DRUG As a therapeutic agent, a drug is any substance, other than food, used in the prevention, diagnosis, alleviation, treatment, or cure of disease. It is also a general term for any substance, stimulating or depressing, that can be habituating. According to the U.S. Food, Drug, and Cosmetic Act, a drug is (1) a substance recognized in an official pharmacopoeia or formulary; (2) a substance intended for use in the diagnosis, cure, mitigation, treatment, or prevention of disease; (3) a substance other than food intended to affect the structure or function of the body; (4) a substance intended for use as a component of a medicine but not a device or a component, part, or accessory of a device.

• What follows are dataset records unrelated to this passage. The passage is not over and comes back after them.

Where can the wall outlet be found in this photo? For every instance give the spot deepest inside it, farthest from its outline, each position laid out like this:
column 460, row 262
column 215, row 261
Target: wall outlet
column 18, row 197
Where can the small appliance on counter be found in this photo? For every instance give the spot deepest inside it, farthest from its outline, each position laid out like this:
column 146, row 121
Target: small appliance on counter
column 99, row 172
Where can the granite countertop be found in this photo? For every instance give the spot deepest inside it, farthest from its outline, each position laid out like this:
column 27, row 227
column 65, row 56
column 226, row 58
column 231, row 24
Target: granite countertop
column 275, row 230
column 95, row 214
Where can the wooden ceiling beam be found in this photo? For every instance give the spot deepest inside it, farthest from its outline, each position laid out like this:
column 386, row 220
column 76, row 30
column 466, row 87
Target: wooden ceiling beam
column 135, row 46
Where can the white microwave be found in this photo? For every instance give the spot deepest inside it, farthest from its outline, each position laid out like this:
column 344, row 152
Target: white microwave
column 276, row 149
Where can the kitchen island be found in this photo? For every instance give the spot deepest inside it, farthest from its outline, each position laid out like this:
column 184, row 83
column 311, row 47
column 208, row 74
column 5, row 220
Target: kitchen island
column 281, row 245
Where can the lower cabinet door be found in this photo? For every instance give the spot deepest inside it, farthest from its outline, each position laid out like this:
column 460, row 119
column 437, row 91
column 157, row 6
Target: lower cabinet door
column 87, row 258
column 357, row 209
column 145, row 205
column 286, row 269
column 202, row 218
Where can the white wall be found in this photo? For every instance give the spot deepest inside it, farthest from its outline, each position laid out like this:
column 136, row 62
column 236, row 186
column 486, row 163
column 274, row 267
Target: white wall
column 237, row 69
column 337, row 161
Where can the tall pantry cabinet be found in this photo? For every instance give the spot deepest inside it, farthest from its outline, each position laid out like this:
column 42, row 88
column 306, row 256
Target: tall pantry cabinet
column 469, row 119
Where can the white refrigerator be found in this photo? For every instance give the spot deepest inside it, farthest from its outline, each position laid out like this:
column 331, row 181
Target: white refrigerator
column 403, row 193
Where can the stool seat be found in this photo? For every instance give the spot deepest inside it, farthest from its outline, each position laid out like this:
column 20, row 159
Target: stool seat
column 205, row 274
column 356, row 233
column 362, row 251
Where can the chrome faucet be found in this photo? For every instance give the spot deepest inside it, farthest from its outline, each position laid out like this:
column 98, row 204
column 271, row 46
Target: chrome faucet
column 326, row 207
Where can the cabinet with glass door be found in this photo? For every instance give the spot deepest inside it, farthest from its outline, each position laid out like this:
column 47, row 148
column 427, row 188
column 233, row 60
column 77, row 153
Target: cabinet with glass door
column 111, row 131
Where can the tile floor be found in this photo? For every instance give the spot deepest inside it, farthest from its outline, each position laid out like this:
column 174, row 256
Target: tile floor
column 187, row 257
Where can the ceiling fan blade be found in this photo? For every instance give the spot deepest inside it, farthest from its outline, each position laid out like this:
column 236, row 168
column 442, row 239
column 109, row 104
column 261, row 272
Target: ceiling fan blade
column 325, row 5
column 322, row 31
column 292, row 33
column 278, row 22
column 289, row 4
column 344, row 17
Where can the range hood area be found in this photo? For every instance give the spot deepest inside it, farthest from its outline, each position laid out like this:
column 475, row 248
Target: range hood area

Pharmacologists consider a drug to be any molecule that, when introduced into the body, affects living processes through interactions at the molecular level. Hormones can be considered to be drugs, whether they are administered from outside the body or their release is stimulated endogenously. Although drug molecules vary in size, the molecular weight of most drugs falls within the range of

100-1,000, since to be a drug it must be absorbed and distributed to a target organ. Efficient absorption and distribution may be more difficult when drugs have a molecular weight greater than 1,000. The drug's molecular shape is also important, since most drugs interact with specific RECEPTORS to produce their biological effects. The shape of the receptor determines which drug molecules are capable of binding. The shape of the drug molecule must be complementary to that of the receptor to produce an optimal fit and, therefore, a physiological response.

Within this general definition, most POISONS would be considered to be drugs. Although water and oxygen technically fit this general definition and are used therapeutically and discussed in pharmacology textbooks, they are rarely considered to be drugs. Efforts have been made to develop a more restricted definition, but because so many molecules and substances can affect living tissue, it is difficult to draw a sharp line.

(SEE ALSO: Inhalants; Plants, Drugs from; Vitamins)


HARDMAN, J. G., ET AL. (EDS.). (1996). The pharmacological basis of theraupeutics, 9th ed. New York: Mcgraw-Hill.

Stedman's Medical Dictionary. (1992). 27th ed. Baltimore, MD: Lippincott, Williams, & Wilkins.